Memory usage values describe the quantity of RAM used in scaling units of Bytes.
Utilization values are the ratio between the usage quantitative value, and the request value, if such was set. The ratio might be above 100% if the usage is above the request. -
Memory & CPU Performance charts
These graphs display usage metrics and the request value in daily granularity, and typically extend to a greater range than the effective time frame (depends on activity and data availability). As usual, the values describe aggregations where the units describe the usage of a single pod. The usage is only counted when a pod is active (meaning, inactivity is not aggregated as "0" value). - Pods activity and uptime
-
Number of pods
The number of different pods running in a day, according to the last day in the effective time frame.
This value provides indication about how dynamic the workload is, but it doesn't indicate how long, or simultaneous, the pod's uptime is (for this, refer to the running hours and the uptime ratio chart). -
Daily running hours
The number of running hours in a day on average for a single pod, averaged from all the workload's pods. The duration it describes matches the uptime ratio chart.
24 is the maximum value, which means that all the pods in the workload are constantly running. -
Daily accumulated running hours
The total number of running hours accumulated from all the workload's pods, in a day on average.
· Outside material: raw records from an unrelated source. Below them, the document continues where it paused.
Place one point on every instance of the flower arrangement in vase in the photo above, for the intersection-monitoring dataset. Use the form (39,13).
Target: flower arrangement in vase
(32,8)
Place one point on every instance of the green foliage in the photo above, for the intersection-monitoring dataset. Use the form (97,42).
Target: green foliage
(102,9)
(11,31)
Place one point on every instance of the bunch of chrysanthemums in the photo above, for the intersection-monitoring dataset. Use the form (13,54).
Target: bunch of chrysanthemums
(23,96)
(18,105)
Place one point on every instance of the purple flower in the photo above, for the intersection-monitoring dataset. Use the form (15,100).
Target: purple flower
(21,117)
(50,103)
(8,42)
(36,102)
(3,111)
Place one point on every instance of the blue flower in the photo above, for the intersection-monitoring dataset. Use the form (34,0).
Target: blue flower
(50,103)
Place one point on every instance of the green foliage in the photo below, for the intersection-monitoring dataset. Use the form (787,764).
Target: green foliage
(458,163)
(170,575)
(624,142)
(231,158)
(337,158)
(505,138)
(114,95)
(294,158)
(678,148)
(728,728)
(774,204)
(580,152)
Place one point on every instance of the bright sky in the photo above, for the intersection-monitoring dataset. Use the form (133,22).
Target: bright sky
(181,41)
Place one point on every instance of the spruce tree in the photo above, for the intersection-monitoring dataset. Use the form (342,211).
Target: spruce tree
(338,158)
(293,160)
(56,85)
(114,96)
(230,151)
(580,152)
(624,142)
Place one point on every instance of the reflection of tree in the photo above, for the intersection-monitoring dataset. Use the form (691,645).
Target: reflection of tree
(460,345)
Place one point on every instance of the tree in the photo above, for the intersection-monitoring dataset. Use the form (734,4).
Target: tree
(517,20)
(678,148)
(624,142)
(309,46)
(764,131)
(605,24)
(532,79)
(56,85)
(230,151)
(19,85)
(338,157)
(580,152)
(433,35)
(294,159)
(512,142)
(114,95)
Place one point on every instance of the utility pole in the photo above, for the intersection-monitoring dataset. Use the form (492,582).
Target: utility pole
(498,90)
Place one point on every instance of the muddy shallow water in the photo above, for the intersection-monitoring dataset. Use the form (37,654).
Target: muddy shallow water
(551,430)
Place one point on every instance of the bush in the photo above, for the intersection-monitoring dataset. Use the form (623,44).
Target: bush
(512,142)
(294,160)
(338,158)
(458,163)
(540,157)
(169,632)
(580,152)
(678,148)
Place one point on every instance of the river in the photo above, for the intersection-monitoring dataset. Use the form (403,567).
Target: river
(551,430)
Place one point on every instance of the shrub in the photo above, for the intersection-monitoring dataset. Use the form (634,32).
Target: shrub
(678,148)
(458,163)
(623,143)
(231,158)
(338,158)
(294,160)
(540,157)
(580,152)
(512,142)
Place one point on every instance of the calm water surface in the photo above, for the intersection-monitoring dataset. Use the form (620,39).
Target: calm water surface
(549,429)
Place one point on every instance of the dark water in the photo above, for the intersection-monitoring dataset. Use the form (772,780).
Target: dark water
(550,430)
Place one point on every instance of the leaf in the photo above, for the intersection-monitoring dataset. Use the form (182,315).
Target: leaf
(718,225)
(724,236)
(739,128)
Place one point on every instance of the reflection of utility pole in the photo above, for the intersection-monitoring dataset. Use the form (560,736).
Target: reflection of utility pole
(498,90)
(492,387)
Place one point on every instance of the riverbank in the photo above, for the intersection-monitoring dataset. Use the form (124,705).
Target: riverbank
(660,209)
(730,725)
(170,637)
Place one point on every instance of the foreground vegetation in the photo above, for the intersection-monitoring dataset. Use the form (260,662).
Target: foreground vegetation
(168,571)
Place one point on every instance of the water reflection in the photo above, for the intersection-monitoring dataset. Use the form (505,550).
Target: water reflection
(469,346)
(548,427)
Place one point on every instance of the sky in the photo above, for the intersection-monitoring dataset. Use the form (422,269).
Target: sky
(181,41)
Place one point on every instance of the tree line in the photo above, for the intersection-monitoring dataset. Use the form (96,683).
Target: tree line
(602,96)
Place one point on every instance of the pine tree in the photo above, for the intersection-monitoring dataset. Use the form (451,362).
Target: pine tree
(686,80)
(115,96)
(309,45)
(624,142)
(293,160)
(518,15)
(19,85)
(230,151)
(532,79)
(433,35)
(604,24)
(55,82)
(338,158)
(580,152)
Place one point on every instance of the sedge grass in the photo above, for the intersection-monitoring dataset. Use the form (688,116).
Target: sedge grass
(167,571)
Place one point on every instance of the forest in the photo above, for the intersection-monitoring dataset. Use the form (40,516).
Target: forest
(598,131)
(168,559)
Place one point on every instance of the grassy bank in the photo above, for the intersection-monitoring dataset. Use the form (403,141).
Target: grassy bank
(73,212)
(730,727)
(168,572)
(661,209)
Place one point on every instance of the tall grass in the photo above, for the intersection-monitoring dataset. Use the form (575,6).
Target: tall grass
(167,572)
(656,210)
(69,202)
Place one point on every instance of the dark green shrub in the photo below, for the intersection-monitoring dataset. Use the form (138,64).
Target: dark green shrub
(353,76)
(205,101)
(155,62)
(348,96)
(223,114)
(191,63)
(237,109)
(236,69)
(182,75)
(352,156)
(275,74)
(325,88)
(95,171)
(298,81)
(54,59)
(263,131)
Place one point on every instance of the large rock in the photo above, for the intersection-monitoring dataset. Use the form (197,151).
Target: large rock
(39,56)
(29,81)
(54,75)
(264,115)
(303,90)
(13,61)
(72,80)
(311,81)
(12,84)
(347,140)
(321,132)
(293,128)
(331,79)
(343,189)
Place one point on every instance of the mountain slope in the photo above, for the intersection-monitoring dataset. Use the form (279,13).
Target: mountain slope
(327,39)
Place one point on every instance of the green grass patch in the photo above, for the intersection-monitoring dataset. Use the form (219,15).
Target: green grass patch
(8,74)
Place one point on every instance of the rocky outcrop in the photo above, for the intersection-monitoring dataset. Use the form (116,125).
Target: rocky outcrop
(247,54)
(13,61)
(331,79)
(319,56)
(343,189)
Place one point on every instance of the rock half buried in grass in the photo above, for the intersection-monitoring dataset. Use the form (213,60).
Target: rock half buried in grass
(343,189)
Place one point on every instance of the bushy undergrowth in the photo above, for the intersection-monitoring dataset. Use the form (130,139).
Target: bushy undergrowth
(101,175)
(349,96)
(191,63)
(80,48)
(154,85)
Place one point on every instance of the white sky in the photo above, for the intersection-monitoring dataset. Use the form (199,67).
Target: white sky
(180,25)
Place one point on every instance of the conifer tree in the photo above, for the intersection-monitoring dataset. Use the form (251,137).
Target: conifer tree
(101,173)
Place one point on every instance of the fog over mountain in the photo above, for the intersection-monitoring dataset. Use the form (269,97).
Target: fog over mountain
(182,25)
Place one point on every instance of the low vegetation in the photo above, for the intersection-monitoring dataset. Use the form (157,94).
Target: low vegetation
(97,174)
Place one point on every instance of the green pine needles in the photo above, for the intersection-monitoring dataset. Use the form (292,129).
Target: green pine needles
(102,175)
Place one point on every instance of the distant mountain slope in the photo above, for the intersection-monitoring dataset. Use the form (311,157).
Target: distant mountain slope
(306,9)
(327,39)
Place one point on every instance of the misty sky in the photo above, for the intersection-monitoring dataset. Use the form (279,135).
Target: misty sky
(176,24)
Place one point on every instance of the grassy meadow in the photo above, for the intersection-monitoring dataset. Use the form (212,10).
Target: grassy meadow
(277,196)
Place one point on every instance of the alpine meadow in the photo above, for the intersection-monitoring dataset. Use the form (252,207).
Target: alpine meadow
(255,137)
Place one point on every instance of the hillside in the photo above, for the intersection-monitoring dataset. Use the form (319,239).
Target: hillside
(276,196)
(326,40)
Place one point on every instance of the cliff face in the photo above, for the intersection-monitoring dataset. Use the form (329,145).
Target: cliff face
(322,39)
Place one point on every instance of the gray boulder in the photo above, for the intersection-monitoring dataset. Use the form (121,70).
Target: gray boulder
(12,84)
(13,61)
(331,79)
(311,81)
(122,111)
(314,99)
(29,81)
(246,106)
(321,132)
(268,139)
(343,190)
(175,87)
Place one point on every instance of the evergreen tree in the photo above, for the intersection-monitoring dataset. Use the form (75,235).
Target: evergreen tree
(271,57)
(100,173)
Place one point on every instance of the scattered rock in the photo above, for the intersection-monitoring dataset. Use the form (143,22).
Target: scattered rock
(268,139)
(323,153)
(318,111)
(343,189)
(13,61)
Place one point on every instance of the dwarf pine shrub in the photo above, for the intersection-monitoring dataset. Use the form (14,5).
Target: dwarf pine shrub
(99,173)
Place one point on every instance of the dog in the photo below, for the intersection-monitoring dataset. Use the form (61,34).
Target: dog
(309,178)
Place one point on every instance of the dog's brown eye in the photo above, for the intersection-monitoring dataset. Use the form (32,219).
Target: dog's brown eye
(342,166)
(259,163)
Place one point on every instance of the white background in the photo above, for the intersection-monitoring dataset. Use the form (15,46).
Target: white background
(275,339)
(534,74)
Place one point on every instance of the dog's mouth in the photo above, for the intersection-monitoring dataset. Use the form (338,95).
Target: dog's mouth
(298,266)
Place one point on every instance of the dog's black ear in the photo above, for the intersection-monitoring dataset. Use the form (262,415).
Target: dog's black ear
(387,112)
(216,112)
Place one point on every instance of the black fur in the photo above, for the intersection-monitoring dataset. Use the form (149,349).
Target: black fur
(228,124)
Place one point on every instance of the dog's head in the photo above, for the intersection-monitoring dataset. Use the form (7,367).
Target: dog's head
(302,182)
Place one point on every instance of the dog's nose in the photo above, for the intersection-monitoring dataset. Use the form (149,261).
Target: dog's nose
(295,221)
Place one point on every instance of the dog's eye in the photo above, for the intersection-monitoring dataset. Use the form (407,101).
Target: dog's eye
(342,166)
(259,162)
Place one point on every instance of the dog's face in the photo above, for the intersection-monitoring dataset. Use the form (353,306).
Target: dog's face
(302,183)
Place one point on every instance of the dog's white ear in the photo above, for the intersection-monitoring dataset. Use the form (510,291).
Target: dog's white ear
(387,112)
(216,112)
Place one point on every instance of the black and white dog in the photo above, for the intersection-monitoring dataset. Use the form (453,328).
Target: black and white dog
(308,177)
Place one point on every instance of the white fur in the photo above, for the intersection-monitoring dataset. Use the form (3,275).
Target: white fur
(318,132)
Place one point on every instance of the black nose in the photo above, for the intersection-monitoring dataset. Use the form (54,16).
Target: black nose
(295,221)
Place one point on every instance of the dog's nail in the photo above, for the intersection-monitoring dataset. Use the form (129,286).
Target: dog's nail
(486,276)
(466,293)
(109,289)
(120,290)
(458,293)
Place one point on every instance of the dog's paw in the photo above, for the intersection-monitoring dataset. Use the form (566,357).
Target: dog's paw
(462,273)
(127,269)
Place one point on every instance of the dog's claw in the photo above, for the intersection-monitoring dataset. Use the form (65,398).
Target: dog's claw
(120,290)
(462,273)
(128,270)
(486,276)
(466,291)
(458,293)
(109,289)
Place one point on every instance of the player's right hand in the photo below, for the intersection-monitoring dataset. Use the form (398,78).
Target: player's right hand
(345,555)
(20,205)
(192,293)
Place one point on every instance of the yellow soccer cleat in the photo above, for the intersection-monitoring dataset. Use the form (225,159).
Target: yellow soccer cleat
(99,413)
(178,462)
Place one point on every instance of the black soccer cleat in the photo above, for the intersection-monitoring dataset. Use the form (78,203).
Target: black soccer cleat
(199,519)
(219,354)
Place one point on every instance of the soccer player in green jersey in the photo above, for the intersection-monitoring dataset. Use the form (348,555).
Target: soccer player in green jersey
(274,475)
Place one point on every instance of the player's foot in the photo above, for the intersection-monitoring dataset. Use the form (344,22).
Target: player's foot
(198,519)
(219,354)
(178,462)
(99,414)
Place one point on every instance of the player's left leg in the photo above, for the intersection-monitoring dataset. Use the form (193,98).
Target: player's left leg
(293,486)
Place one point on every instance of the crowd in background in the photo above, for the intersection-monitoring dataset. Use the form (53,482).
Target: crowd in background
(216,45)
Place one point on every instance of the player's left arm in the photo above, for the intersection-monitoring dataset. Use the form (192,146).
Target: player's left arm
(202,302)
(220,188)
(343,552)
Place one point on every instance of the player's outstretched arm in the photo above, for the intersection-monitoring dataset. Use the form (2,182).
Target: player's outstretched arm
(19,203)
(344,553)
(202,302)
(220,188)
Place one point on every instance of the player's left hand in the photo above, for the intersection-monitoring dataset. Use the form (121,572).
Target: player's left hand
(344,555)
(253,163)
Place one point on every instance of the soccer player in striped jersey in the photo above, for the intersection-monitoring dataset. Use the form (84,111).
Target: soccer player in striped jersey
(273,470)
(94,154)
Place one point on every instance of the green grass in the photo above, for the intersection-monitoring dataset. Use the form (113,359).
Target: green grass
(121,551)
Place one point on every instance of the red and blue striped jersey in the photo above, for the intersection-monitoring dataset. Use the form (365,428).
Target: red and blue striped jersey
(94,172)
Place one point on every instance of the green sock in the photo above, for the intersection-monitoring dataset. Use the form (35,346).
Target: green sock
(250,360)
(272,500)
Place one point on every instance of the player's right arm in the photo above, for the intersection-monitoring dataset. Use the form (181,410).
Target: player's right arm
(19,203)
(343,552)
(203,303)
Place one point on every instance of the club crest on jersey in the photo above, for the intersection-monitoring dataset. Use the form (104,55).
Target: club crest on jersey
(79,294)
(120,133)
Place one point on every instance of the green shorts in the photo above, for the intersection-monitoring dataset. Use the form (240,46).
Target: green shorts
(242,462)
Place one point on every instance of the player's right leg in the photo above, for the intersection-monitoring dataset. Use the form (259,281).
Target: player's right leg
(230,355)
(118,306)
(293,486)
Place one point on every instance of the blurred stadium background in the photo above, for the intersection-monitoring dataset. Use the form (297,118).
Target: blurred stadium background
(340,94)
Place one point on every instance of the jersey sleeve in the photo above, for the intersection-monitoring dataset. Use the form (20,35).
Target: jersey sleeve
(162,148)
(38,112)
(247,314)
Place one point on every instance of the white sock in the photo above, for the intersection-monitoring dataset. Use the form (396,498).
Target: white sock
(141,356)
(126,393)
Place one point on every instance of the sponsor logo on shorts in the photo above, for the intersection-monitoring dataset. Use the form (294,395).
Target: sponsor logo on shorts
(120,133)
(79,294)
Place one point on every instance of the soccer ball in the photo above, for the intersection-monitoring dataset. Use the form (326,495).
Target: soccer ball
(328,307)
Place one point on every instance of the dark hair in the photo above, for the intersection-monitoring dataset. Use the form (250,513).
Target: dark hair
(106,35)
The duration it describes matches the uptime ratio chart. -
Average Uptime Ratio chart
Similarly to the daily running hours, the value 1 represents full uptime, namely 24 hours a day. This chart provides the same information in daily granularity. The Single pod graph represents the average uptime ratio of all the workload's pods (and therefore, 1 is the maximum value, which means that all the pods in the workload are constantly running), while the All pods accumulated graph represents the accumulated running hours (in units of "uptime ratio"), per day.
-
Number of pods
Since the value 1 represents full uptime, it's similar to the number of simultaneous pods, or the equivalent of the number of simultaneous pods in a day running constantly.
Simple examples:
A workload with one pod that runs only six hours every day will be described as follows:
Number of pods: 1
Daily running hours: 6
Daily accumulated running hours: 6
Average uptime ratio - Single pod: 0.25
Average uptime ratio - All pods accumulated pod: 0.25
A workload with one pods that runs constantly will be described as follows:
Number of pods: 1
Daily running hours: 24
Daily accumulated running hours: 24
Average uptime ratio - Single pod: 1
Average uptime ratio - All pods accumulated pod: 1
A workload with two pods that both run 12 hours a day will be described as follows:
Number of pods: 2
Daily running hours: 12
Daily accumulated running hours: 24
Average uptime ratio - Single pod: 0.5
Average uptime ratio - All pods accumulated pod: 1
A workload with two pods that run constantly will be described as follows:
Number of pods: 2
Daily running hours: 24
Daily accumulated running hours: 48
Average uptime ratio - Single pod: 1
Average uptime ratio - All pods accumulated pod: 2
Concrete example:
In this chart, we can see that the common behavior of the workload is 4 pods running simultaneously and constantly. We can see momentary increases in the number of pods on July 9 and 29, and a momentary decrease in the uptime on July 30.